In the following description, we need a bit of terminology. The nodes of the tree are divided in two categories: the leaves, which have no sons, and the internal nodes, which have sons. Among those, the penultimate layer (that is, the internal nodes whose sons are leaves) will deserve special treatment. When we talk about broadcasting an internal node, we mean transmitting an information about its position in the tree, and its hash. When we talk about broadcasting a leaf, we mean transmitting an information about its position, and the IDs of all the elements in the list that corresponds to the leaf.

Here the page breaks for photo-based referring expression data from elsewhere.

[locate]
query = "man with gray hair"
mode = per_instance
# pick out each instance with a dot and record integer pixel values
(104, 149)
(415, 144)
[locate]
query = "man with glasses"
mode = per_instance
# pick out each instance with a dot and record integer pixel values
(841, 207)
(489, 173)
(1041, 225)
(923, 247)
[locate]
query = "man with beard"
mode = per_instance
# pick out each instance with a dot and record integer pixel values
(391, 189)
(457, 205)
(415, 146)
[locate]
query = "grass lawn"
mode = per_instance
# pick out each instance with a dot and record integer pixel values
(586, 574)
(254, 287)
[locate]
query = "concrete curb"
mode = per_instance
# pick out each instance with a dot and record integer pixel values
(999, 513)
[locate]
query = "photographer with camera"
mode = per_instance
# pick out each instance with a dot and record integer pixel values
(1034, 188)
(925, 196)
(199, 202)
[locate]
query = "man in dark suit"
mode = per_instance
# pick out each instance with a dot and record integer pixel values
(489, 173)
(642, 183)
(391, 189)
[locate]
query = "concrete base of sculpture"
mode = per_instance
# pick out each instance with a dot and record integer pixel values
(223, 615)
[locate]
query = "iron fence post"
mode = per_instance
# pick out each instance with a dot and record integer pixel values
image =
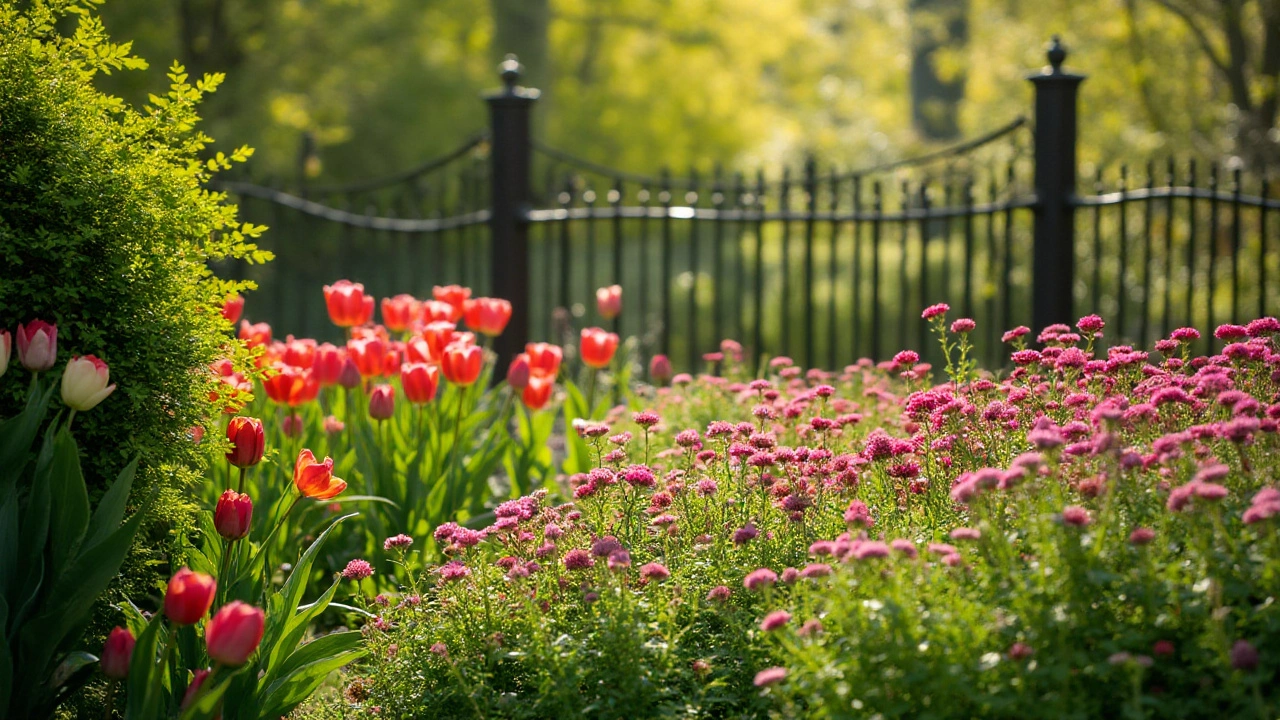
(1054, 251)
(510, 160)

Here are the rules that drive the behaviour of a WaDeD in its communication:

  1. If nothing has happened over a certain period of time, broadcast your root.
  2. If getting a root, compare it with your own. If the hash match, do nothing, otherwise broadcast all the sons of the root.
  3. If getting a node, compare it with the corresponding nodes in your own tree. If they match, do nothing. Otherwise:
    1. If the node is not on the penultimate layer, broadcast its sons.
    2. If it is on the penultimate layer, its sons are leaves. For each son, broadcast the leaf.
  4. If getting a leaf, compare it with the matching list in your own tree. For every ID that you hold and is not in the distant list, broadcast the corresponding message. If no message was broadcasted, broadcast your own corresponding leaf.
  5. If getting a message, check whether a message with this ID already exists in memory. If it does, do nothing, otherwise insert it in memory and update the tree.

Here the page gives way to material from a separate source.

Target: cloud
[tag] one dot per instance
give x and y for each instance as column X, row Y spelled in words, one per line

This algorithm has good properties: when two devices are in a conversation, they are strictly moving down their respective trees, so there can never be any loop in the conversation. A typical exchange will appear as this:

    WaDeD A sends a ROOT
    root: 1D5DD10E

    WaDeD B sends a ROOT
    root: B04424B1

    WaDeD A sends a NODE N0
    sons: 21E5338F 21E5338F 21E5338F 21E5338F 21E5338F 21E5338F 21E5338F 21E5338F

    WaDeD B sends a NODE N3
    sons: EEDFA82 EEDFA82 3D7B7AC4 EEDFA82 EEDFA82 EEDFA82 EEDFA82 EEDFA82

    WaDeD A sends a NODE N11
    sons: 0 0 0 0 0 0 0 0

    WaDeD B sends a LIST N144
    list size: 1
    Element 1: 1804A114

    WaDeD A sends a LIST N144
    list size: 0

    WaDeD B sends a MESSAGE
    I'm a WaDeD!

    WaDeD A sends a ROOT
    root: B04424B1

    WaDeD B sends a ROOT
    root: B04424B1

This is an actual dump of two WaDeD synchronizing. You can see that the trees have eight sons. The synchronization process is extremely fast if the trees are similar to begin with, and not remarkably longer than a list comparison if the trees are hugely different.

Welcome to the Jungle

But another strong property of this algorithm is that it is stateless: everything is broadcast to everybody, and any device arriving in the middle of a synchronization can benefit from hearing a message. Potentially this leads to conversations dividing and many, many messages being exchanged–hence the name Jungle–, but the WaDeD always act upon messages it gets in a way that leads to increasing its knowledge of the environment. After a few seconds, the jungle calms down: all devices share the same memory state.

In conclusion, we have an algorithm that is extremely efficient when synchronizing two sets that are close and still very good when the sets differ a lot. It deals well when a lot of devices are communicating at the same time, and, since a given device can enter a conversation at any point, missed packets cannot do more harm than having to start the conversation a few messages before.